If you’d like to dive deeper into secure gateways, click here.
Control the traffic (Sorry this cluster is RSVP only)
Next, think about what happens inside the cluster. By default, all pods can talk to each other, like an open office. One compromised pod, and attackers can roam freely. To fix this you need to use Kubernetes network policies, a standard way to secure namespaced resources within your cluster. But there is a catch, Kubernetes on its own doesn’t enforce these policies it relies on your CNI (policy engine) to enforce them. Keep in mind that each CNI will also come with some “unique sauce” that allows you to go beyond what standard network policy providers.
For example, some CNIs support Global Network Policies that secure both namespaced and non-namespaced resources. By implementing such policies suddenly, your cluster has a VIP list, and lateral movement is blocked.
If you’d like to learn more about securing your entire cluster, click here.
Cloud AI providers (watch the other doors)
In some cases it might be “cheaper” to use Cloud providers instead of building your own AI apparatus, in such cases you should make sure that your API keys from these providers are not loosely configured and are actually tied to an identity that is only accessible to you. The easiest form of Identity that you can manage without having your developers to touch the code is IP address restrictions.

Managing outgoing traffic ( Network Address Translation )
At this point, you might be wondering, with Kubernetes pods having ephemeral IPs, how can you ensure your workloads present a consistent IP to cloud providers?
The answer comes down to your CNI of choice.
Depending on your CNI, you can configure Network Address Translation (NAT) to ensure workloads maintain stable, predictable IPs. You can even get granular with inclusions and exclusions, specifying exactly which interfaces or pods should use certain IPs. This gives you a reliable identity for external communications, critical for enforcing API key restrictions or ensuring cloud services recognize your workloads correctly.
Managing outgoing traffic ( Egress Gateways )
Egress gateways are another way to make sure which Identities should be used when communicating to an endpoint. An egress gateway is a configurable Pod, or node workload (depending on the CNCF based solution you have chosen) that gives you a more granular way to control your NATs.
For example, Calico Egress Gateway allows you to run pods that become an immediate gateway for your workloads and can be managed via independent policies and routes. This allows you to achieve routing isolation for pods that need to talk to AI providers and deny or redirect other pods to other gateways.
If you’d like to learn more about egress access within kubernetes, click here.
Observability (What is actually happening inside the house)

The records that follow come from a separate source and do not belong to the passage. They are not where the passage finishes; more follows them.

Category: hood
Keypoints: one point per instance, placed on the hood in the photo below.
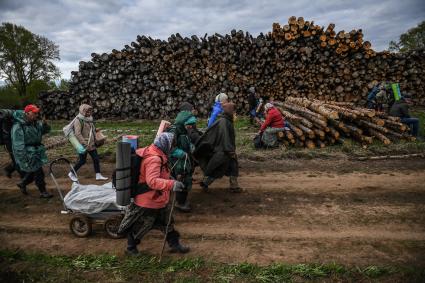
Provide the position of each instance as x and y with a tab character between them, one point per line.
19	116
84	108
182	117
151	150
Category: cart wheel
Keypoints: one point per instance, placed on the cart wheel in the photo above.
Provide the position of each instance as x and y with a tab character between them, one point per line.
111	227
80	226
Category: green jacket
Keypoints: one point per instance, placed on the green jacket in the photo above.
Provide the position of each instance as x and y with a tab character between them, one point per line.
180	158
29	152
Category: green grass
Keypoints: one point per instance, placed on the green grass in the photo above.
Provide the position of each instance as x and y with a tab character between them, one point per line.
37	267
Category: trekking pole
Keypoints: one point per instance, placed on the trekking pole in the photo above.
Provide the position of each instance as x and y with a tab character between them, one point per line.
168	224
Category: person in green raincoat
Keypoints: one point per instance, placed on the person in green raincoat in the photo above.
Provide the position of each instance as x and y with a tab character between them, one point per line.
29	152
181	157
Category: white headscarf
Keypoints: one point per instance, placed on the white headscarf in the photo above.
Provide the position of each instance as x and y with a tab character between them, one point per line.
221	97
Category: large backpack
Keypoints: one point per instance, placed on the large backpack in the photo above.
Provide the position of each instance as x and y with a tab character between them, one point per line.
6	124
135	187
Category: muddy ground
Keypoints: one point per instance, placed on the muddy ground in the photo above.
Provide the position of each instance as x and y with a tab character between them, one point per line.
294	211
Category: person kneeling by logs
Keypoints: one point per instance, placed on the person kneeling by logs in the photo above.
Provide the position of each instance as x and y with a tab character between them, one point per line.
216	151
274	123
150	210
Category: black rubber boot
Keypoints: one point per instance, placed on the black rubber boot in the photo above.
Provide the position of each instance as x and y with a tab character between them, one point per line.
45	194
179	248
182	204
234	185
22	188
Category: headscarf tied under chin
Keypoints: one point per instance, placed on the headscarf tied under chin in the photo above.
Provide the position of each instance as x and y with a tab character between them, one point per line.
164	142
268	106
83	110
221	97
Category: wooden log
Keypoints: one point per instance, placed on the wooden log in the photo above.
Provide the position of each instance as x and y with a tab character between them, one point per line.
379	136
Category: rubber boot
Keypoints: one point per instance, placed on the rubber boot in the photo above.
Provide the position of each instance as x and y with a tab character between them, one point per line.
234	185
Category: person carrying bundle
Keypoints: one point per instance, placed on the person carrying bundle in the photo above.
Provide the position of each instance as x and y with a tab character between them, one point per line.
216	151
150	209
6	124
181	158
85	131
29	152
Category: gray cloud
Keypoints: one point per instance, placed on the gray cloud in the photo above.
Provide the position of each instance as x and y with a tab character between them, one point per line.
81	27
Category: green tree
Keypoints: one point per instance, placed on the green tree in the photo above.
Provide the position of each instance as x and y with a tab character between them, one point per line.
26	57
414	38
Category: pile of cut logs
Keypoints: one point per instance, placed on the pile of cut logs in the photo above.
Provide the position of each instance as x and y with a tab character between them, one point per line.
150	77
315	123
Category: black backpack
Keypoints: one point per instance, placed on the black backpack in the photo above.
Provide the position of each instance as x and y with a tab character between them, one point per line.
6	124
136	188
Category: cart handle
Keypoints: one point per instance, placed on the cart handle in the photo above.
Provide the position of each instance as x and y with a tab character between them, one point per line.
54	178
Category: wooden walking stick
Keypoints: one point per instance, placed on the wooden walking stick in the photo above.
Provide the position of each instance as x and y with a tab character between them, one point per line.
173	202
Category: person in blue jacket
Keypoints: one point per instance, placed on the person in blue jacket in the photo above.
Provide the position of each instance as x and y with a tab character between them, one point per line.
217	107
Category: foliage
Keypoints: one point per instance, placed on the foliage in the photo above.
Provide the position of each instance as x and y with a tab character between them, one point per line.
26	57
413	39
57	268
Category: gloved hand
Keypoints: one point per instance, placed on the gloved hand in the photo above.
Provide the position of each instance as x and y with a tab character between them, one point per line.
178	186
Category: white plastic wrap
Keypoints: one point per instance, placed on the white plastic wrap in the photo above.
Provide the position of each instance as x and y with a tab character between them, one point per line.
91	199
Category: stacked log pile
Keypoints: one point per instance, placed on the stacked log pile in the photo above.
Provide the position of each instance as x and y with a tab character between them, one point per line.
150	77
315	123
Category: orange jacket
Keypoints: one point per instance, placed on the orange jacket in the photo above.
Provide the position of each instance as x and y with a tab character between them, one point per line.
156	178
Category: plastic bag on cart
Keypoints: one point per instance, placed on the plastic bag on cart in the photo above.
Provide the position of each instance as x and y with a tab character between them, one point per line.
91	199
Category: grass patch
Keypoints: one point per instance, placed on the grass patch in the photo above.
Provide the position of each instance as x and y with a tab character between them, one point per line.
38	267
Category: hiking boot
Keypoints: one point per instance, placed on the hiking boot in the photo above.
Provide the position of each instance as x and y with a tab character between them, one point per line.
45	195
178	248
22	188
234	185
132	252
183	207
99	177
8	173
204	186
235	189
72	176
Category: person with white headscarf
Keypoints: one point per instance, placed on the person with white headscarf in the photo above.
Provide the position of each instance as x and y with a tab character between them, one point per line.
220	99
85	132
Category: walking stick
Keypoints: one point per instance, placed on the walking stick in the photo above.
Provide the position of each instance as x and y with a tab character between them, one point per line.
168	225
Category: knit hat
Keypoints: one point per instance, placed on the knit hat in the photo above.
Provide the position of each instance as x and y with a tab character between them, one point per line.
229	108
164	142
186	106
221	97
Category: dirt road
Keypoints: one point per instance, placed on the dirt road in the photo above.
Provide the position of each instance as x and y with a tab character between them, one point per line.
294	211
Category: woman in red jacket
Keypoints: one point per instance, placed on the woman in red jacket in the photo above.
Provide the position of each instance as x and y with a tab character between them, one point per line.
273	124
150	210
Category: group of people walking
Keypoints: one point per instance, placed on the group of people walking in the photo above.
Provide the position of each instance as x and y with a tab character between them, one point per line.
168	163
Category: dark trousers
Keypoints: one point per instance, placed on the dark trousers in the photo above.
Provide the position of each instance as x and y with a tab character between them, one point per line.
413	124
12	167
38	176
148	219
83	158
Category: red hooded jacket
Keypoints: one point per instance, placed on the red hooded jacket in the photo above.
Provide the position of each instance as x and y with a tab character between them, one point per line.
274	119
156	178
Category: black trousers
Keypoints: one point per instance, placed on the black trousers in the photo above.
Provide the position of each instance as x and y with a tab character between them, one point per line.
83	158
37	176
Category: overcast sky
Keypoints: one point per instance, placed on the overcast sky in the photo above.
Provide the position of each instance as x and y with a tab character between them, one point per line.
81	27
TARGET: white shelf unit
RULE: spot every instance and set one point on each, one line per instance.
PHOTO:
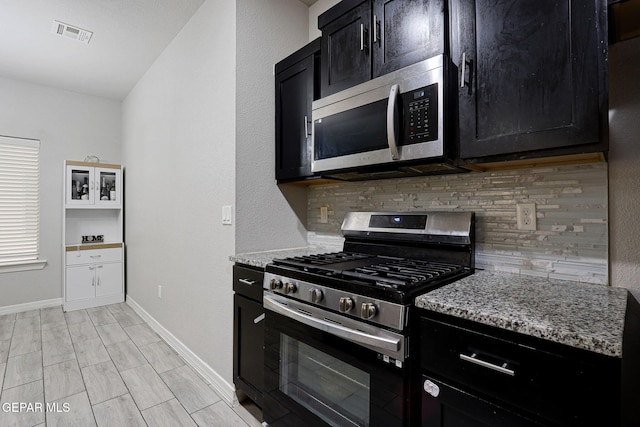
(93, 271)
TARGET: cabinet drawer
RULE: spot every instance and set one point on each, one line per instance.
(248, 282)
(89, 256)
(561, 388)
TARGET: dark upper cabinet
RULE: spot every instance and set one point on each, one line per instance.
(296, 87)
(532, 76)
(406, 32)
(362, 40)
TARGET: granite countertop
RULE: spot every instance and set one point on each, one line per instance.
(586, 316)
(261, 259)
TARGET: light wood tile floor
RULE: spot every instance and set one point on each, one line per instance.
(102, 367)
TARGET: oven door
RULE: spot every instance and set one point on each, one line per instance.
(316, 378)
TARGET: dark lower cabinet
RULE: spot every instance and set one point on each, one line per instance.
(297, 87)
(532, 77)
(476, 375)
(248, 332)
(447, 406)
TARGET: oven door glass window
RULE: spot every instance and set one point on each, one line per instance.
(334, 390)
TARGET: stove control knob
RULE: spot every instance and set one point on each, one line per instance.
(346, 304)
(316, 295)
(368, 310)
(290, 288)
(275, 284)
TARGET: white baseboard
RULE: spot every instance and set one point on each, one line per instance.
(222, 387)
(35, 305)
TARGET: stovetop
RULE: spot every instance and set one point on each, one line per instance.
(387, 256)
(383, 277)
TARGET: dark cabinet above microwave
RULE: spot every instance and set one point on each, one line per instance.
(362, 40)
(296, 87)
(532, 78)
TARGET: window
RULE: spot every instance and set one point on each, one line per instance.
(19, 204)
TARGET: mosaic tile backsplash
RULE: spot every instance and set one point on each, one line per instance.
(570, 241)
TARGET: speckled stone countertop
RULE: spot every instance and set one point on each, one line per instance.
(261, 259)
(586, 316)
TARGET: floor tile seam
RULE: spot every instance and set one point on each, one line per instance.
(84, 384)
(119, 375)
(112, 398)
(22, 385)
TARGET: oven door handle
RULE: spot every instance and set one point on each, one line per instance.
(386, 343)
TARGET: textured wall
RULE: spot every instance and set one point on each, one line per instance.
(267, 216)
(179, 157)
(69, 126)
(571, 203)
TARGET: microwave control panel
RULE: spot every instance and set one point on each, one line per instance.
(421, 115)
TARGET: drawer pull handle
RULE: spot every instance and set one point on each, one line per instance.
(473, 359)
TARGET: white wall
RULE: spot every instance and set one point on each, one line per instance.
(69, 126)
(267, 216)
(179, 152)
(624, 164)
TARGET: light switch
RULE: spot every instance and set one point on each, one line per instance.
(227, 217)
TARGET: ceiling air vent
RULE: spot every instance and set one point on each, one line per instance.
(71, 32)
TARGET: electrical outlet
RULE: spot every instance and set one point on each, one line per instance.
(526, 216)
(227, 215)
(324, 214)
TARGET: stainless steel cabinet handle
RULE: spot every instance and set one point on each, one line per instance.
(463, 65)
(391, 122)
(364, 33)
(474, 359)
(376, 28)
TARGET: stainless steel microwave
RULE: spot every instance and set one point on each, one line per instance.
(395, 118)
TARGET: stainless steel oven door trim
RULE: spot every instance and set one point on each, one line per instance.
(413, 77)
(377, 339)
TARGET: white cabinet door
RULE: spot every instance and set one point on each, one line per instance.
(108, 279)
(108, 187)
(93, 186)
(80, 282)
(79, 187)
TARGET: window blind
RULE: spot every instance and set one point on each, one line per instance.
(19, 200)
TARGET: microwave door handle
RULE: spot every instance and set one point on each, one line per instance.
(391, 121)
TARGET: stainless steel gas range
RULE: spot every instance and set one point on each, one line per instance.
(338, 335)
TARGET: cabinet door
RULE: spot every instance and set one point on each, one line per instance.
(294, 94)
(80, 283)
(406, 32)
(79, 188)
(346, 50)
(108, 187)
(108, 279)
(531, 76)
(248, 351)
(447, 406)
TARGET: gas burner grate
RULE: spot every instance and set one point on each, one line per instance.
(324, 259)
(402, 272)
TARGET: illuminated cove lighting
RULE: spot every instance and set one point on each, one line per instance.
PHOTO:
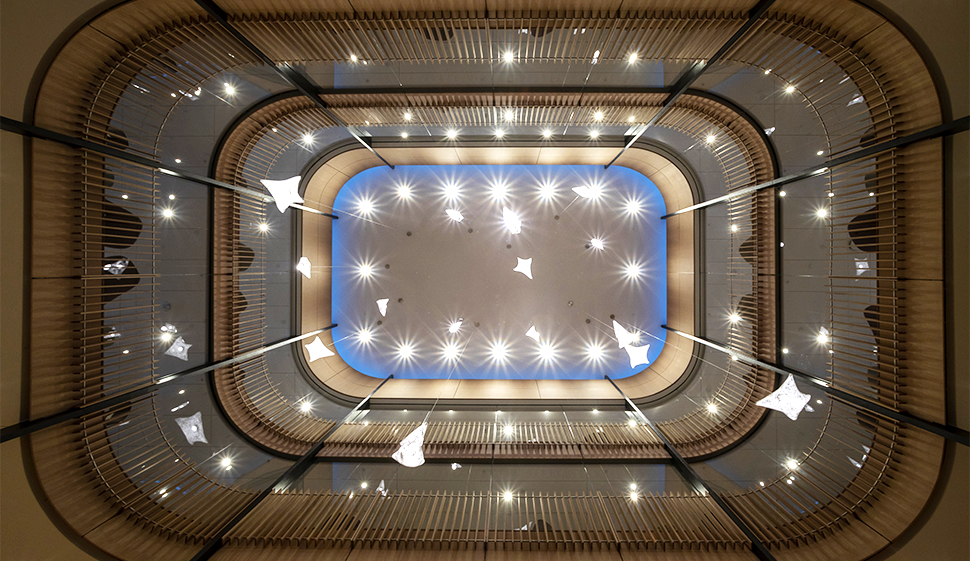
(499, 288)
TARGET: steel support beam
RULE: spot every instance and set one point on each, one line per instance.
(695, 480)
(27, 427)
(694, 72)
(295, 78)
(32, 131)
(282, 483)
(949, 432)
(946, 129)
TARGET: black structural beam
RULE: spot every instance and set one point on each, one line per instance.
(32, 131)
(946, 129)
(949, 432)
(696, 482)
(694, 72)
(27, 427)
(295, 78)
(282, 483)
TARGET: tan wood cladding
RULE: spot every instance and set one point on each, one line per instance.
(109, 475)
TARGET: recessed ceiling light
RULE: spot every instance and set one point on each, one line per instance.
(632, 271)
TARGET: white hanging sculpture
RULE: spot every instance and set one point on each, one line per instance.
(304, 267)
(533, 334)
(512, 221)
(285, 192)
(623, 337)
(411, 452)
(179, 349)
(786, 399)
(317, 349)
(638, 355)
(524, 267)
(192, 428)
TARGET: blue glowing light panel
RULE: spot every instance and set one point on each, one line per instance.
(437, 243)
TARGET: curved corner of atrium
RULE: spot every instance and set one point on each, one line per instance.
(647, 280)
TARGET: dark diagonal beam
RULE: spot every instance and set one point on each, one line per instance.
(282, 483)
(27, 427)
(946, 129)
(694, 72)
(949, 432)
(696, 482)
(295, 78)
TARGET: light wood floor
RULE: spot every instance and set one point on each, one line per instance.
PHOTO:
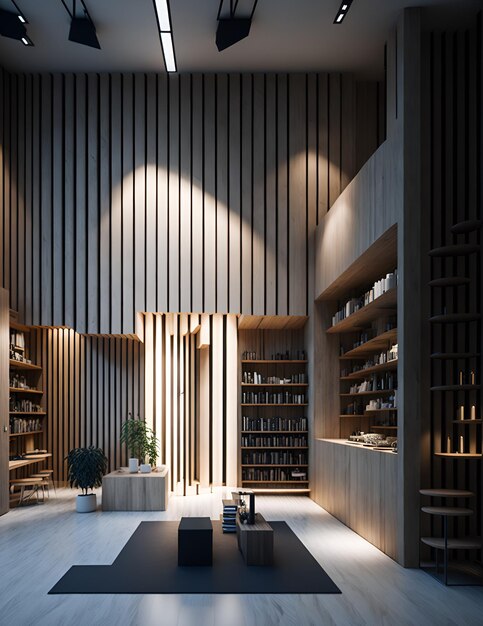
(38, 544)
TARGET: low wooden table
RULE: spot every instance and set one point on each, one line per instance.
(255, 541)
(122, 491)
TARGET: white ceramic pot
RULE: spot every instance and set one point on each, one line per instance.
(133, 466)
(86, 503)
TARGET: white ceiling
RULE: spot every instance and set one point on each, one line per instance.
(286, 35)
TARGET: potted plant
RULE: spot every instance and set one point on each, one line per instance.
(141, 443)
(85, 469)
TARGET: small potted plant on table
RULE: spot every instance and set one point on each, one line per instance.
(85, 469)
(141, 443)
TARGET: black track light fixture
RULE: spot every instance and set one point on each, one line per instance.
(82, 28)
(232, 28)
(11, 26)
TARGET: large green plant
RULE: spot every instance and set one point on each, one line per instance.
(86, 467)
(140, 440)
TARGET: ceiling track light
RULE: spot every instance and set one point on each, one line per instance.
(342, 12)
(232, 29)
(163, 17)
(82, 29)
(13, 27)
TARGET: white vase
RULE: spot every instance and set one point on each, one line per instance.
(86, 503)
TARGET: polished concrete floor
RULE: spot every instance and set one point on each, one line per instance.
(39, 543)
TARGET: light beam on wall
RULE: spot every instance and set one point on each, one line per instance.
(165, 34)
(342, 12)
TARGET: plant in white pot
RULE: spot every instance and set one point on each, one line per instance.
(85, 469)
(141, 443)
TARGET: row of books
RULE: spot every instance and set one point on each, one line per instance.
(277, 441)
(228, 522)
(255, 378)
(276, 474)
(265, 397)
(290, 424)
(283, 457)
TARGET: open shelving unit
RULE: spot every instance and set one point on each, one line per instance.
(274, 434)
(27, 430)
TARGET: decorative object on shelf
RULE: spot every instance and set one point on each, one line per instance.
(141, 443)
(85, 469)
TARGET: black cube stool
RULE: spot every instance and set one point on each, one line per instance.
(195, 541)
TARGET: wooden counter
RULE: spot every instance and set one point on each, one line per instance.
(358, 486)
(122, 491)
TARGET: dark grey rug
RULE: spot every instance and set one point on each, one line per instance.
(148, 563)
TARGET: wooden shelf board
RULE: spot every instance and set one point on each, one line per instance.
(452, 544)
(369, 393)
(458, 455)
(274, 384)
(274, 432)
(468, 226)
(21, 390)
(449, 281)
(274, 447)
(446, 493)
(373, 345)
(368, 313)
(453, 318)
(455, 388)
(454, 250)
(274, 361)
(448, 511)
(383, 367)
(20, 365)
(454, 355)
(274, 491)
(260, 404)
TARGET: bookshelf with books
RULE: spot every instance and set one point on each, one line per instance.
(26, 411)
(274, 450)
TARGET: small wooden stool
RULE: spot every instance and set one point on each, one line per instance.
(45, 479)
(50, 477)
(35, 485)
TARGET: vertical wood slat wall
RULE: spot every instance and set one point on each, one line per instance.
(90, 386)
(127, 193)
(191, 397)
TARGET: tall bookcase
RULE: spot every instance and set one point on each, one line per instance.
(274, 425)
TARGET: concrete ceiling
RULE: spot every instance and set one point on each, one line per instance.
(286, 35)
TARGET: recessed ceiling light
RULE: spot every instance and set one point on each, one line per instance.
(168, 51)
(162, 11)
(165, 34)
(342, 12)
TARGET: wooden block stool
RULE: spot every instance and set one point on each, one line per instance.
(33, 485)
(45, 479)
(50, 478)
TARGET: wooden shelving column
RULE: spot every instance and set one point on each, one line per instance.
(26, 418)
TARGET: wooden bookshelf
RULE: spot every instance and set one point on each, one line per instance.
(273, 436)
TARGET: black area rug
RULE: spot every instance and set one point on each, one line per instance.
(148, 563)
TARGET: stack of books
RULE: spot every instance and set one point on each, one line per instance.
(229, 516)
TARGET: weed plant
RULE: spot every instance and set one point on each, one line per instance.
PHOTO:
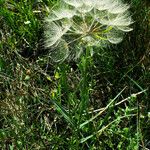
(97, 103)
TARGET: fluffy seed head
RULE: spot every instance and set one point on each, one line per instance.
(77, 24)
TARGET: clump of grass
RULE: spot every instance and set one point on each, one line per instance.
(44, 105)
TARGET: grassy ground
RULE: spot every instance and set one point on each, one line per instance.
(63, 106)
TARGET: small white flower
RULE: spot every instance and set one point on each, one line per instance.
(81, 23)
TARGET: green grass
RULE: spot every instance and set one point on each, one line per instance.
(100, 102)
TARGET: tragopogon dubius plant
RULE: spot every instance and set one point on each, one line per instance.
(77, 24)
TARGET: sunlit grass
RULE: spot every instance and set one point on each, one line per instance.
(102, 103)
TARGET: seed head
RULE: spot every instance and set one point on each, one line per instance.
(77, 24)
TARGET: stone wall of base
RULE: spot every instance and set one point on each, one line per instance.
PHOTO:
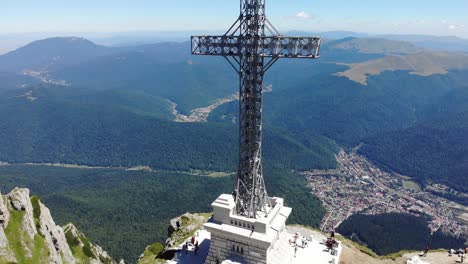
(222, 248)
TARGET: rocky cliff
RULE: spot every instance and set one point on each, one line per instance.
(28, 234)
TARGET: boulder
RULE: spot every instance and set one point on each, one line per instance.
(55, 238)
(20, 201)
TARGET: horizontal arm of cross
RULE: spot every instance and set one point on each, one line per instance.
(267, 46)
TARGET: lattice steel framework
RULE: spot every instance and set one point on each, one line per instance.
(245, 46)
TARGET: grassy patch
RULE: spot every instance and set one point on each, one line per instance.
(36, 213)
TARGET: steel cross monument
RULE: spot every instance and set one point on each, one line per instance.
(252, 45)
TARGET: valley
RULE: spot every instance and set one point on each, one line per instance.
(143, 134)
(359, 187)
(200, 114)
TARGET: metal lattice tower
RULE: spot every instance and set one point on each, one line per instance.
(251, 52)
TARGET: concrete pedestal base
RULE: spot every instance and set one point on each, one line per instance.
(245, 240)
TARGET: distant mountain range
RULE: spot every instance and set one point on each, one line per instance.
(400, 103)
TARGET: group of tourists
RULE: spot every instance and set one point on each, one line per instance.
(460, 252)
(192, 243)
(298, 241)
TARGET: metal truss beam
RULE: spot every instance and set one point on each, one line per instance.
(251, 53)
(272, 46)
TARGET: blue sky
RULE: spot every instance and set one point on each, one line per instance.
(447, 17)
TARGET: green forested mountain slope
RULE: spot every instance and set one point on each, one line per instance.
(52, 129)
(124, 211)
(431, 152)
(393, 232)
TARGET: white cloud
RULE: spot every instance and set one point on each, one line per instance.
(303, 15)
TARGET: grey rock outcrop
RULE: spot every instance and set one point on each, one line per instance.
(20, 201)
(35, 231)
(54, 237)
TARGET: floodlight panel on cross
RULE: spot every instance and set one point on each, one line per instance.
(268, 46)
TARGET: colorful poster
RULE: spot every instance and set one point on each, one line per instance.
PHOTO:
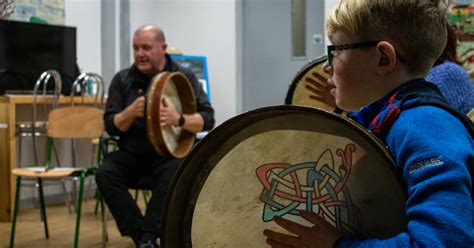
(39, 11)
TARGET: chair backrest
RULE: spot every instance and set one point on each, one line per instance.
(76, 122)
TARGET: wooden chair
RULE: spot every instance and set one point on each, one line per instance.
(65, 122)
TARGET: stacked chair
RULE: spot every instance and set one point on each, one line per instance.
(71, 120)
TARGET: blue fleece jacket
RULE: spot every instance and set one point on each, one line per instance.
(436, 155)
(455, 84)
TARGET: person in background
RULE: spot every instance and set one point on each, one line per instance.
(451, 78)
(377, 64)
(136, 159)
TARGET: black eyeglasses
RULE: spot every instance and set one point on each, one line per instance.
(332, 48)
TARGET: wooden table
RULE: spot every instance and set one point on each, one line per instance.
(9, 115)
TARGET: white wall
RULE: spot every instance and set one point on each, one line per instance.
(328, 5)
(199, 27)
(85, 16)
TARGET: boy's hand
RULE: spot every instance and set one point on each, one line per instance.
(322, 91)
(322, 234)
(137, 108)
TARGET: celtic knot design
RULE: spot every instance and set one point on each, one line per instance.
(319, 187)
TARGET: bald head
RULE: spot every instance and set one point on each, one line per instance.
(157, 31)
(149, 49)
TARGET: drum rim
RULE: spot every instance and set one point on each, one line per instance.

In the cloud, observability is everything. Traditional logging and perimeter security just don’t cut it anymore, they can’t explain why Kubernetes does what it does. Workloads in a distributed system can be running on different nodes, across clusters, or even in different regions. Without context, you’re basically flying blind, and that’s where traditional logging falls short and that is why the hottest topic in cloud native right now is OpenTelemetry, a free, open-source framework/standard that helps capture, logs traces, metrics from distributed systems and present it in a human readable way.
Modern CNI tools include observability features such as flow logs, service graphs, and context-aware visibility that show exactly how traffic flows between workloads, which policies are applied, and why. When combined with Grafana and Prometheus, these insights create a clear view into your Kubernetes cluster—turning “mystery connections” into actionable data and enabling a true zero-trust approach for AI workloads.
If you’d like to learn more about observability, click here.
The bottom line
While at the moment, AI can seem a new frontier, running into it without proper security is both dangerous and expensive. In this blog post we’ve gone through some simple security adjustments that can help you to secure your next bright idea in Kubernetes.